Monday, April 23, 2012

Are religiously informed public policy proposals legitimate?

Christian philosopher Francis Beckwith analyzes the claim that the claim "of courts and legal theorists who argue that religiously informed policy proposals have no place in a liberal democracy because the religious worldviews from which they herald are at their core unreasonable, for they are dependent on irrational beliefs."
The judicial opinions, most of which affirmed or implied the irrationality of religious belief, did not surprise me, since the jurists who wrote them are often unacquainted with the sort of literature on the rationality of religious belief that has been the staple of Anglo-American philosophy for nearly five decades. 
What did surprise me were the legal theorists. Their ignorance was embarrassing ...
... The legal theorists I read all claim to be experts in law and religion, and their works appear in law reviews published by prestigious universities.
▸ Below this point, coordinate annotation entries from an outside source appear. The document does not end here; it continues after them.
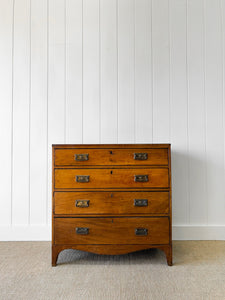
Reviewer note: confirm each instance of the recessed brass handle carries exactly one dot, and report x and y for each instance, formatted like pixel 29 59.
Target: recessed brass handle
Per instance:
pixel 140 178
pixel 141 231
pixel 140 202
pixel 82 203
pixel 82 178
pixel 141 156
pixel 82 230
pixel 81 157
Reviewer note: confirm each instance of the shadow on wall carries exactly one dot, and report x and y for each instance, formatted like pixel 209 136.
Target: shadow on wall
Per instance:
pixel 190 174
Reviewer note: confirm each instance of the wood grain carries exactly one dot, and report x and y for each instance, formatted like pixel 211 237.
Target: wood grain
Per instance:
pixel 111 230
pixel 111 178
pixel 111 203
pixel 64 157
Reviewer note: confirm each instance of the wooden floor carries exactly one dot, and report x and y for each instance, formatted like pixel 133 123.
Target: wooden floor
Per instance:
pixel 198 273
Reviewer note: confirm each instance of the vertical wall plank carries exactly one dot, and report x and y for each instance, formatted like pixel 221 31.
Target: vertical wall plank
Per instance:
pixel 108 65
pixel 6 34
pixel 56 83
pixel 214 116
pixel 196 113
pixel 21 111
pixel 179 111
pixel 143 74
pixel 38 112
pixel 91 125
pixel 126 89
pixel 161 70
pixel 74 71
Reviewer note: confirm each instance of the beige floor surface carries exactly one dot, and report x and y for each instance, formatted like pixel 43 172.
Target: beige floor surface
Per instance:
pixel 198 273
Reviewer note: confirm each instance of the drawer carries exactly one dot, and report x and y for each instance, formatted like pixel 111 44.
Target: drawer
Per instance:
pixel 111 178
pixel 111 203
pixel 102 157
pixel 112 230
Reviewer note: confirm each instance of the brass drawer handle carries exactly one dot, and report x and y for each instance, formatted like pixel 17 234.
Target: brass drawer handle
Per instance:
pixel 81 157
pixel 140 202
pixel 82 178
pixel 82 203
pixel 82 230
pixel 141 156
pixel 140 178
pixel 141 231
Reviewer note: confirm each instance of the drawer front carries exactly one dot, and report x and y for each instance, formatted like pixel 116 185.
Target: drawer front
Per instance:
pixel 111 203
pixel 85 157
pixel 112 230
pixel 111 178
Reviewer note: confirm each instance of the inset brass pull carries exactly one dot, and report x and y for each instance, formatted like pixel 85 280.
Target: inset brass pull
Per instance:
pixel 140 202
pixel 140 156
pixel 140 178
pixel 141 231
pixel 82 178
pixel 82 203
pixel 82 230
pixel 81 157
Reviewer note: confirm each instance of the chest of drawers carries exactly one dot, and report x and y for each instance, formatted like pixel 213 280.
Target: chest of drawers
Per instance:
pixel 111 199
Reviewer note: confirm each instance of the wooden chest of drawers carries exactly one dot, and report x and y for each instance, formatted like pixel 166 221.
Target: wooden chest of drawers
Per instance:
pixel 111 199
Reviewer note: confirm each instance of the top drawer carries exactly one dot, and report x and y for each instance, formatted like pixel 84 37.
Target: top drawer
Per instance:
pixel 85 157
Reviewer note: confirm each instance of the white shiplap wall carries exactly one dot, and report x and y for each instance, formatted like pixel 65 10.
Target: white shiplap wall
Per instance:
pixel 112 71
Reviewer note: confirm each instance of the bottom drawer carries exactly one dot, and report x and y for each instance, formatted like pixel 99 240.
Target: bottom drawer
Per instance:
pixel 137 230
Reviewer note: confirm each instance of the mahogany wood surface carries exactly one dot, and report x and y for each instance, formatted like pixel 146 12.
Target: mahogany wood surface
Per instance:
pixel 111 226
pixel 111 203
pixel 104 157
pixel 111 178
pixel 111 230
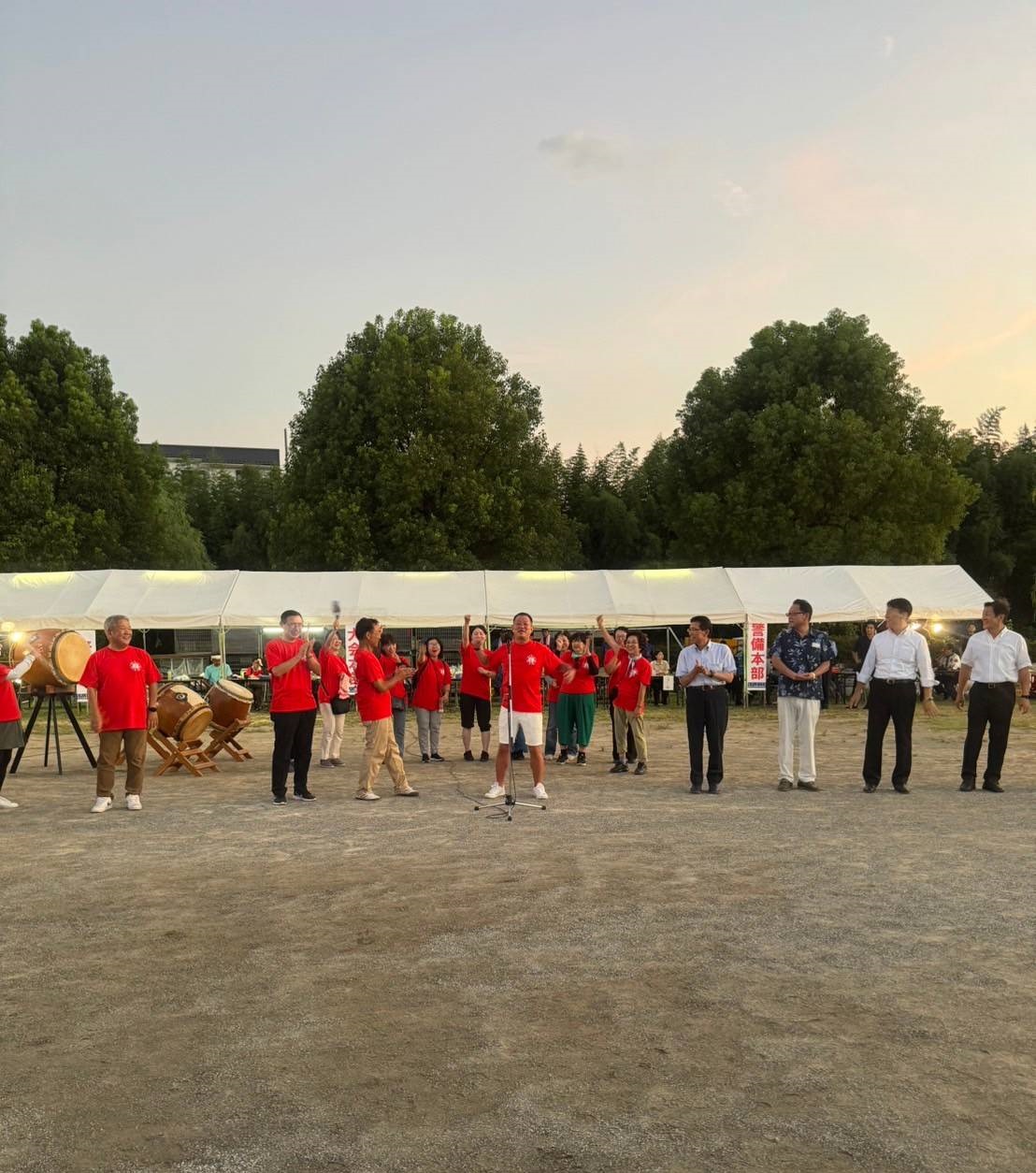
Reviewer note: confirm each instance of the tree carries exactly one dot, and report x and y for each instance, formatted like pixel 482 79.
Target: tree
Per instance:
pixel 813 448
pixel 79 492
pixel 416 449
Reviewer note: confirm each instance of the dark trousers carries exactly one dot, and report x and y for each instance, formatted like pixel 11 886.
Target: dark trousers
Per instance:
pixel 707 717
pixel 630 746
pixel 292 742
pixel 990 705
pixel 896 702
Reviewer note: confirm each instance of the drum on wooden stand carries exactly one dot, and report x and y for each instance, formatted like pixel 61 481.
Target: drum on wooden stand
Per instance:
pixel 181 714
pixel 61 657
pixel 229 702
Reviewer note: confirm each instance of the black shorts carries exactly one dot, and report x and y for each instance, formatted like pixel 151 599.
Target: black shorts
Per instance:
pixel 468 707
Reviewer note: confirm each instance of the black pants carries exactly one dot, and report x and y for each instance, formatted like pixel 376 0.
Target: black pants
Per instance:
pixel 292 742
pixel 896 701
pixel 630 747
pixel 993 705
pixel 707 717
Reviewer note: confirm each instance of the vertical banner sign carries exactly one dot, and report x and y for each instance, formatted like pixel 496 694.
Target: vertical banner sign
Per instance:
pixel 755 659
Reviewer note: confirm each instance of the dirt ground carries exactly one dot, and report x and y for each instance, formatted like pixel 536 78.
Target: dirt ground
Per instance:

And yet, I could not find in them a hint that they had even a superficial acquaintance with the vast literature on religion and rationality produced by religious (and some non-religious) thinkers (mostly philosophers) over the past fifty years. 
... It should not surprise us, then, that when political conflicts between church and state arise that academic and media elites treat the church’s point of view as if it were an irrational outlier to contemporary culture. As I have come to reluctantly realize, they simply do not know any better, since their education insulated them from views contrary to the unquestioned secular hegemony that was ubiquitous in their intellectual formation.
Read the rest here.

1 comment:

KyCobb said...

Martin,

If a religiously informed proposal is rational, then it should have no problem withstanding a constitutional challenge. If the only reason you can give for a proposal is because it is your sect's interpretation of God's will, then that won't stand up in court, because the government of the U.S. is neutral on religious beliefs. So, for example, if someone claimed that it was unconstitutional to teach evolutionary theory in public schools because it is compatible with Catholic theology, that challenge would fail since it is rational to teach evolution because it is good science.